The ergonomic of this are expected to be simple and acceptable. No changes need to be made to existing interrupt consumers, the ack-signaling behavior is completely automatic. Virtual interrupt producers simply have to make use of a signal using existing well established signal handling patterns.

Security considerations

The addition of this feature effectively introduces a new communications channel from the interrupt consumer to the interrupt producer, allowing the producer to know when the consumer has acknowledged a virtual interrupt. This is part of the requirements for a system of multiplexed interrupt to function at all, and is not considered to be a separate or undesirable side channel, and therefore not a security risk.

Privacy considerations

No user data or otherwise potentially sensitive information is being handled by this feature, there are no known privacy consideration which need to be dealt with.

Testing

Testing should be a straightforward extension of existing unit tests. We basically need to add tests to ensure that:

  1. When a virtual interrupt object is created, the ZX_VIRTUAL_INTERRUPT_UNTRIGGERED signal is initially asserted.
  2. The signal is cleared in response to a call to zx_interrupt_trigger.
  3. The signal is set in response to a call to zx_interrupt_ack.
  4. The signal properly implements "strobe" behavior when it is acknowledged while there exists another pending IRQ.

Documentation

Documentation for virtual interrupt objects will be updated to describe the new signal, state that it is only used with virtual interrupt objects, and summarize the behavior rules stated above (initially asserted, cleared on trigger, set on ack, strobe on pending ack).

Drawbacks, alternatives, and unknowns

There are no know significant drawbacks to this approach. User requirements are satisfied. Implementation and testing should be simple, and low risk.

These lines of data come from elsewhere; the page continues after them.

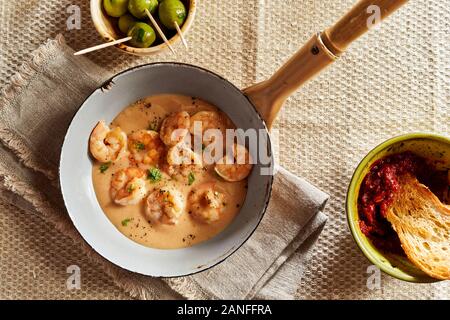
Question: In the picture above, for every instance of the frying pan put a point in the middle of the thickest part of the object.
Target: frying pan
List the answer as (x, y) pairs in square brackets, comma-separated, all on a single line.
[(255, 107)]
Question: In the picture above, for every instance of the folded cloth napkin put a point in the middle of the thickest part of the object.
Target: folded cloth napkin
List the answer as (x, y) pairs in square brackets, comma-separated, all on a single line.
[(35, 111)]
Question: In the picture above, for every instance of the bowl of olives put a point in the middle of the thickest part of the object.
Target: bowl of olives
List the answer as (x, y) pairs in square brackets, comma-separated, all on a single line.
[(116, 19)]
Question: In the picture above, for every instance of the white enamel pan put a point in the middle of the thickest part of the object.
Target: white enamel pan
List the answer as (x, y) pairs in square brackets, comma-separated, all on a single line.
[(255, 107)]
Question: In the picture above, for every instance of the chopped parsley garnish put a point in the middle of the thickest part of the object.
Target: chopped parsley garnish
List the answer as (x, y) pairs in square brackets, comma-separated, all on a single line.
[(126, 221), (154, 175), (104, 167), (139, 146), (153, 125), (191, 178)]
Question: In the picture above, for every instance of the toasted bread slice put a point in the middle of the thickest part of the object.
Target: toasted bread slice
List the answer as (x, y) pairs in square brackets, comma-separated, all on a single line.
[(422, 223)]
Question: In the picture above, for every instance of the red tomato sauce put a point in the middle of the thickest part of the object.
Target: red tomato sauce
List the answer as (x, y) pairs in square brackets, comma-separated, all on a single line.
[(379, 187)]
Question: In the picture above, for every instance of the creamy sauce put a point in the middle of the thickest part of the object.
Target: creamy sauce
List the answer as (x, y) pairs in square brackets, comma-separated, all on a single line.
[(130, 220)]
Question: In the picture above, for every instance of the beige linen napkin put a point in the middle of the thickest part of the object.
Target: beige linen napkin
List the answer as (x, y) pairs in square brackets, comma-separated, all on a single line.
[(35, 111)]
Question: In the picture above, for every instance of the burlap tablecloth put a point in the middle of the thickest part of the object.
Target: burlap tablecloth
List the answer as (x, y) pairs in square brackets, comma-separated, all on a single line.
[(393, 81)]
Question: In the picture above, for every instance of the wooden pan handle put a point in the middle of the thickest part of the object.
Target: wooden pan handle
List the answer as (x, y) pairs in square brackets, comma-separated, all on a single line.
[(356, 22), (322, 50)]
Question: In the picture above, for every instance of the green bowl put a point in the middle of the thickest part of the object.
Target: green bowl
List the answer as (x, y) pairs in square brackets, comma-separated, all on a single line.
[(426, 145)]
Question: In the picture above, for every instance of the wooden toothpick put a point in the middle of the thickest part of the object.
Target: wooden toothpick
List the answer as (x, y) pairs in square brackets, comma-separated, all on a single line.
[(101, 46), (159, 30), (180, 34)]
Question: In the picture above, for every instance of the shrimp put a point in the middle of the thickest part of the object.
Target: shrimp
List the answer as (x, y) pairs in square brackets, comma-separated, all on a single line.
[(128, 186), (175, 128), (165, 205), (237, 167), (107, 144), (208, 120), (181, 162), (146, 147), (206, 203), (182, 155)]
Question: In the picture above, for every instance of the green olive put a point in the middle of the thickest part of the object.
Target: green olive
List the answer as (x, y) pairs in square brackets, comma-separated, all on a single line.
[(137, 7), (126, 22), (143, 35), (115, 8), (171, 11)]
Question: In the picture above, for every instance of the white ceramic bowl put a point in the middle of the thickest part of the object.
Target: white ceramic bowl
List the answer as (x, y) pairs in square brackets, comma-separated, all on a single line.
[(76, 169)]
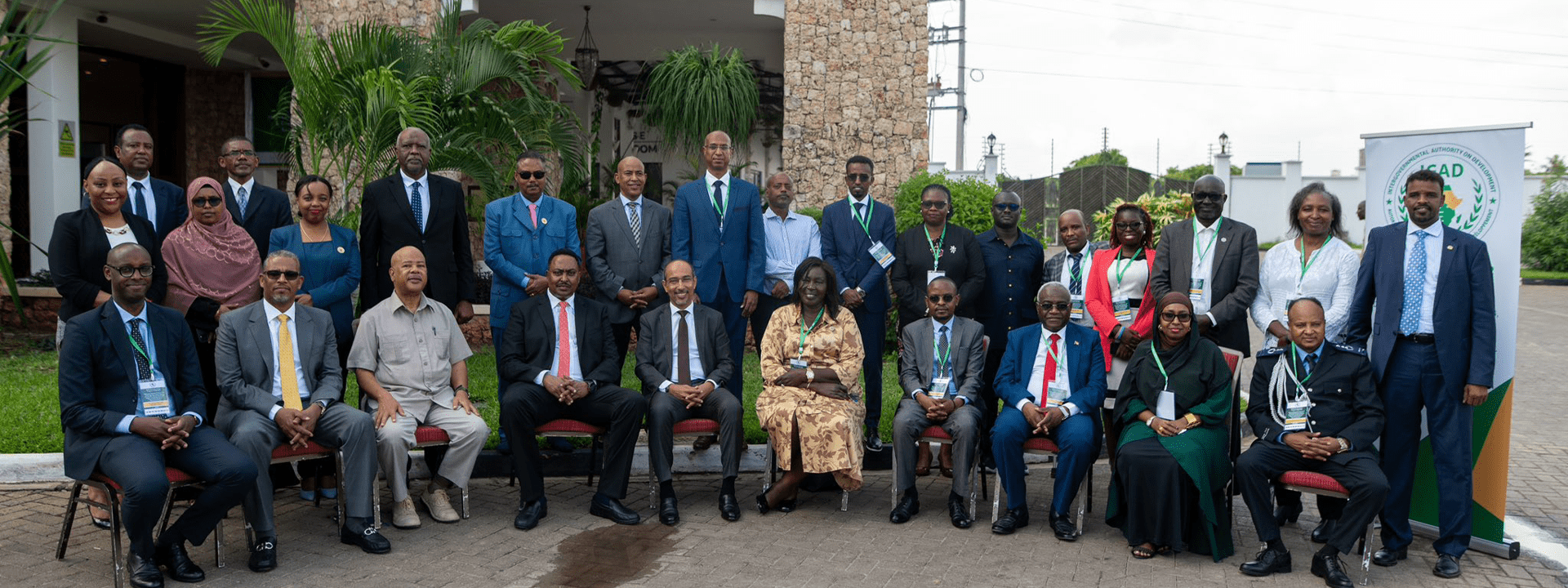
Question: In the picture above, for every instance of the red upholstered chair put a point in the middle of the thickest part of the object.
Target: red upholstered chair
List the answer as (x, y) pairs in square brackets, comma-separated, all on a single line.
[(1324, 485), (177, 479)]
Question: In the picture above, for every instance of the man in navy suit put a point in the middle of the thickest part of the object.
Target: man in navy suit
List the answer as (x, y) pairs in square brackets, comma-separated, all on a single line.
[(127, 416), (1051, 381), (852, 229), (1433, 342), (717, 226)]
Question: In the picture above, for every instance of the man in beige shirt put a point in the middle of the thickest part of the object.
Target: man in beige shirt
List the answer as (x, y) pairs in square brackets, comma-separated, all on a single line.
[(412, 363)]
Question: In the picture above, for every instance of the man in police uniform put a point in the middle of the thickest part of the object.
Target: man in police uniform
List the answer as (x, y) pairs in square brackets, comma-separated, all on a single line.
[(1316, 408)]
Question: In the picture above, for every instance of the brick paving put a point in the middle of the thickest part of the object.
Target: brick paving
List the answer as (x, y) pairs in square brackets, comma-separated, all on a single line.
[(816, 546)]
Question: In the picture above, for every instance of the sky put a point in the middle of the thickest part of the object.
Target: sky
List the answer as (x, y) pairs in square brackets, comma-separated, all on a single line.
[(1283, 78)]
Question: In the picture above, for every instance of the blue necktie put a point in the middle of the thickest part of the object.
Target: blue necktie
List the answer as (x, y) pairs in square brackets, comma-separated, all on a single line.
[(1414, 286)]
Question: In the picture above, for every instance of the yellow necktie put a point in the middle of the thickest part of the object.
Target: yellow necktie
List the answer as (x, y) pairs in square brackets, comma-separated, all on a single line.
[(286, 364)]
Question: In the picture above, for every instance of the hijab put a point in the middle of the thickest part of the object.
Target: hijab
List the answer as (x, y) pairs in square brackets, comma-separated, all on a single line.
[(218, 262)]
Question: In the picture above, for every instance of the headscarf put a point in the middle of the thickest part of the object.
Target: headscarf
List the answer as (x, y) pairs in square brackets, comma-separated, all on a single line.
[(216, 261)]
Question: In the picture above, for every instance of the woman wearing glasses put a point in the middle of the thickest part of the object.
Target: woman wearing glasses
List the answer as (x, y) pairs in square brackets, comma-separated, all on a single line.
[(1167, 492), (214, 269)]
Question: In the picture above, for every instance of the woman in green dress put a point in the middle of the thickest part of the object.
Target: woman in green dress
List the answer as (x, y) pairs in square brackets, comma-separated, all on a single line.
[(1172, 465)]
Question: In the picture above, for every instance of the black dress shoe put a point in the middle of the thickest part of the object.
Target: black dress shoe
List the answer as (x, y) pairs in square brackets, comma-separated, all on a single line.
[(1010, 521), (1271, 562), (610, 509), (359, 532), (1332, 571), (264, 554), (143, 572), (668, 513), (908, 507), (1388, 557), (728, 507)]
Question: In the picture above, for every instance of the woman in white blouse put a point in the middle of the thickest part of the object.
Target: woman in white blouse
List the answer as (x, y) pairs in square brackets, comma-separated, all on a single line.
[(1317, 262)]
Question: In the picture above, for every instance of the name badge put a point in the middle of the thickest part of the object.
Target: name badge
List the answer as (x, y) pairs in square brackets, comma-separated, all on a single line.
[(154, 399), (882, 255)]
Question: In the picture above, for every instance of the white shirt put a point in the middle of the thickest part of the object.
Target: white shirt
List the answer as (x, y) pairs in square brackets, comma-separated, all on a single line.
[(1433, 261), (576, 371), (294, 341)]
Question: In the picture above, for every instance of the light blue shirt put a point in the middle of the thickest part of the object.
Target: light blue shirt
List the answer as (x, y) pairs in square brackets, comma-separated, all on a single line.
[(1433, 261)]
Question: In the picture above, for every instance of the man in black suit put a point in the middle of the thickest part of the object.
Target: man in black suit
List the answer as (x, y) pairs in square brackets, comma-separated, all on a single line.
[(425, 211), (127, 416), (683, 358), (256, 207), (1214, 261), (1313, 407), (560, 358)]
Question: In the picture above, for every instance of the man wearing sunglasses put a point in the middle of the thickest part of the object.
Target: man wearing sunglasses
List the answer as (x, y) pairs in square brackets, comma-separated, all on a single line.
[(1214, 261)]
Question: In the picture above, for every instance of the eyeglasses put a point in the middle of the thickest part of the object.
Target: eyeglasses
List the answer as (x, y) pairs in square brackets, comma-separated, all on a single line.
[(127, 270)]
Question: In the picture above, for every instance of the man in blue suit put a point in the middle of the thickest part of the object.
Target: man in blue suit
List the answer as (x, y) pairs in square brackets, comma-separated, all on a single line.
[(717, 226), (1051, 383), (521, 231), (1433, 342), (857, 242)]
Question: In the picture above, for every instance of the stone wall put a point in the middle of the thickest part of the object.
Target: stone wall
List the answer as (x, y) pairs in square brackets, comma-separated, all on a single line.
[(853, 85)]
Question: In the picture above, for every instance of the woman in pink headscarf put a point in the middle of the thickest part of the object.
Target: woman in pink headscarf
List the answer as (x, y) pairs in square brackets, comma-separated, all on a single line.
[(214, 269)]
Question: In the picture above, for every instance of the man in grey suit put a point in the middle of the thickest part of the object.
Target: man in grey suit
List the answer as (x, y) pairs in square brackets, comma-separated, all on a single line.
[(267, 403), (683, 358), (940, 372), (627, 248)]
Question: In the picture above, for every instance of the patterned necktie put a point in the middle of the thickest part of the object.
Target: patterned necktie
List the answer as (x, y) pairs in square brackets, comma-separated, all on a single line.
[(1414, 286), (286, 373), (683, 353)]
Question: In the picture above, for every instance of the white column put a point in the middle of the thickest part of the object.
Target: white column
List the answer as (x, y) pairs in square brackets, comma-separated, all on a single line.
[(54, 180)]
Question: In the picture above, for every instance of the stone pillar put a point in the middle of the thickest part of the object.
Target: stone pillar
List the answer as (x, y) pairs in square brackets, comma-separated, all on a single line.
[(853, 85)]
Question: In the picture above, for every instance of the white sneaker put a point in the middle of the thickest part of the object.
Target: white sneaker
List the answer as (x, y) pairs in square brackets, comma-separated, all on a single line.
[(403, 514), (439, 506)]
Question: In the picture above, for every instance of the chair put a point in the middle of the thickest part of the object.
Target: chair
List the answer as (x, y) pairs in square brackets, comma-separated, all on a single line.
[(177, 479), (1324, 485)]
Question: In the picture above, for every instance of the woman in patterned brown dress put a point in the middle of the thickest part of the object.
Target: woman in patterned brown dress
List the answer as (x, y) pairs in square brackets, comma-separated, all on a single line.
[(811, 400)]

A number of alternative proposals have been discussed by the Zircon driver team, but all of them possess the same drawback. Driver consumers of Virtual Interrupts must become explicitly aware of the fact that they are using a Virtual interrupt, and then explicitly participate in some user-level defined protocol to signal acknowledgment to the interrupt producer.

While all of these approaches are possible, they seem undesirable. They add a significant extra burden on driver authors to participate in whatever protocol has been defined when a virtual interrupt is being used, and to behave differently in the case that a physical interrupt is being used. Additionally, there is already a pre-existing population of drivers which would need to be updated to use the new protocol, something which could be skipped entirely if the kernel handled the ack signal in a transparent fashion.

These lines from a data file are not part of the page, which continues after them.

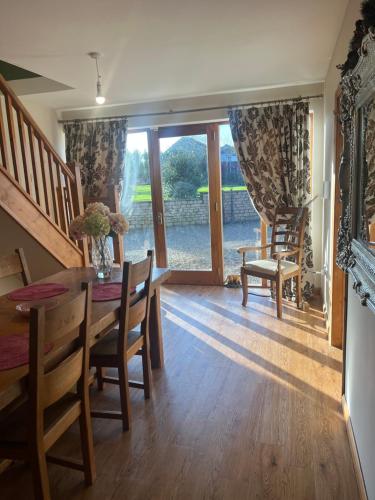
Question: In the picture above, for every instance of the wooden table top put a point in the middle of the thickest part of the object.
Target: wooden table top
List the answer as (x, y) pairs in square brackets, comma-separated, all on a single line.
[(103, 314)]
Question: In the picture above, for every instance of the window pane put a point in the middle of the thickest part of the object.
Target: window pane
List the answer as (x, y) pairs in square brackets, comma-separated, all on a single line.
[(241, 222), (136, 199), (183, 162)]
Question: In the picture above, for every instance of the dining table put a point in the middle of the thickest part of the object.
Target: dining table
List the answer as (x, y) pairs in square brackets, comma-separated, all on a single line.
[(104, 316)]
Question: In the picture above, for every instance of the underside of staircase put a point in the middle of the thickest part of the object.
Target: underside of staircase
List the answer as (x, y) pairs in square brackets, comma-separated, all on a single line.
[(37, 189)]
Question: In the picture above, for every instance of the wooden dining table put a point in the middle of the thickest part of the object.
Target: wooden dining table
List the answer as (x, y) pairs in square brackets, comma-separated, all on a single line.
[(104, 315)]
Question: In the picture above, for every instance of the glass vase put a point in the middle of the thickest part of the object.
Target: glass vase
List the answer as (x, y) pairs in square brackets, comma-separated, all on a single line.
[(101, 258)]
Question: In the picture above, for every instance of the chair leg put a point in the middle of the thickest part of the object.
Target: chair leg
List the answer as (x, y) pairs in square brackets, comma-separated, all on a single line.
[(40, 475), (299, 291), (124, 395), (87, 444), (279, 297), (245, 290), (99, 377), (146, 367)]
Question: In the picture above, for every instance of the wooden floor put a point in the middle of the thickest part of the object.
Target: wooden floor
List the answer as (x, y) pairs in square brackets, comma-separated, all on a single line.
[(247, 407)]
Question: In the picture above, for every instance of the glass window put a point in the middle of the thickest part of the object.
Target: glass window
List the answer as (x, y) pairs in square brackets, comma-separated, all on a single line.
[(241, 222), (184, 173), (136, 202)]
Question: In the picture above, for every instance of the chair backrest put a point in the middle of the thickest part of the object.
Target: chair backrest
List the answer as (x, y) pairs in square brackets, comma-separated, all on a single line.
[(59, 351), (135, 307), (288, 230), (11, 265)]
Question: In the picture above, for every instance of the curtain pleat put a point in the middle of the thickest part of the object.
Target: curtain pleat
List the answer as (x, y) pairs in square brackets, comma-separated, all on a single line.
[(272, 145), (98, 147)]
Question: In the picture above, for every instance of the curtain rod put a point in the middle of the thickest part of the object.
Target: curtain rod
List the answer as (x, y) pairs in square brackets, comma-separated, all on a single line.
[(195, 110)]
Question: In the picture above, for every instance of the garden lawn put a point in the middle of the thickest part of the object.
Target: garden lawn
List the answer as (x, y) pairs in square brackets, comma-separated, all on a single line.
[(143, 191)]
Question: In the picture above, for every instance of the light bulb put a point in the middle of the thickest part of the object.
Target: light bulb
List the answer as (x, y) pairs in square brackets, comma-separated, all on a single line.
[(100, 99)]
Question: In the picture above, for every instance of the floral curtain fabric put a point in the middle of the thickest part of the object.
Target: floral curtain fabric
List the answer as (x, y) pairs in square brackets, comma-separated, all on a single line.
[(272, 145), (98, 147)]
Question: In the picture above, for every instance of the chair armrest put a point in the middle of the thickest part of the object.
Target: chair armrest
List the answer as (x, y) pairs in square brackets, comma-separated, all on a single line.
[(252, 249), (283, 254)]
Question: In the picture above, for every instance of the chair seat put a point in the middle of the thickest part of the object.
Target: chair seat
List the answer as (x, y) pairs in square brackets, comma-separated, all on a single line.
[(107, 346), (13, 429), (268, 267)]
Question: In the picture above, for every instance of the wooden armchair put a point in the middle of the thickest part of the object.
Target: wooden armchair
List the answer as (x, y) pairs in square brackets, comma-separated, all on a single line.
[(288, 231)]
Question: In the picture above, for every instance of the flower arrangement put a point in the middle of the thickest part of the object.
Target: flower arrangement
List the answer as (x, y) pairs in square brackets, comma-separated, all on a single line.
[(99, 222)]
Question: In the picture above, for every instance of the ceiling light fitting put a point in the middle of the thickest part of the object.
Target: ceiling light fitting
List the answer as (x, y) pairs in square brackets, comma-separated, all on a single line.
[(100, 99)]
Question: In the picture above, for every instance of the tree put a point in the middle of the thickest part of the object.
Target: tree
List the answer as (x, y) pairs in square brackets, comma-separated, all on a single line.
[(183, 173)]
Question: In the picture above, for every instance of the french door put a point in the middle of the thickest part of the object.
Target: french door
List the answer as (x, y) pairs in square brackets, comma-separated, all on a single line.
[(186, 201), (184, 195)]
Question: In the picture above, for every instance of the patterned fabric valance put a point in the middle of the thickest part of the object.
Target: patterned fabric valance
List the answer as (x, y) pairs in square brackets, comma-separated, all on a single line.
[(272, 145), (98, 147)]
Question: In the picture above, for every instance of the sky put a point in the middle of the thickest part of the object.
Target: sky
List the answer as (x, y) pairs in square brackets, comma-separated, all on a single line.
[(138, 140)]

No matter what protocol gets implemented, it would be implemented entirely in user-mode, introducing the need to carefully consider trust issues stemming from potentially malicious actors. Making the signaling mechanism mediated by the Zircon kernel helps to simplify the analysis here.

Finally, users of Zircon interrupts already have to acknowledge their interrupts (either implicitly or explicitly). It is difficult imagine how any extra out-of-band ack protocol could end up being as efficient as simply manipulating the signal bits of a kernel object at the time that the existing ack'ing takes place.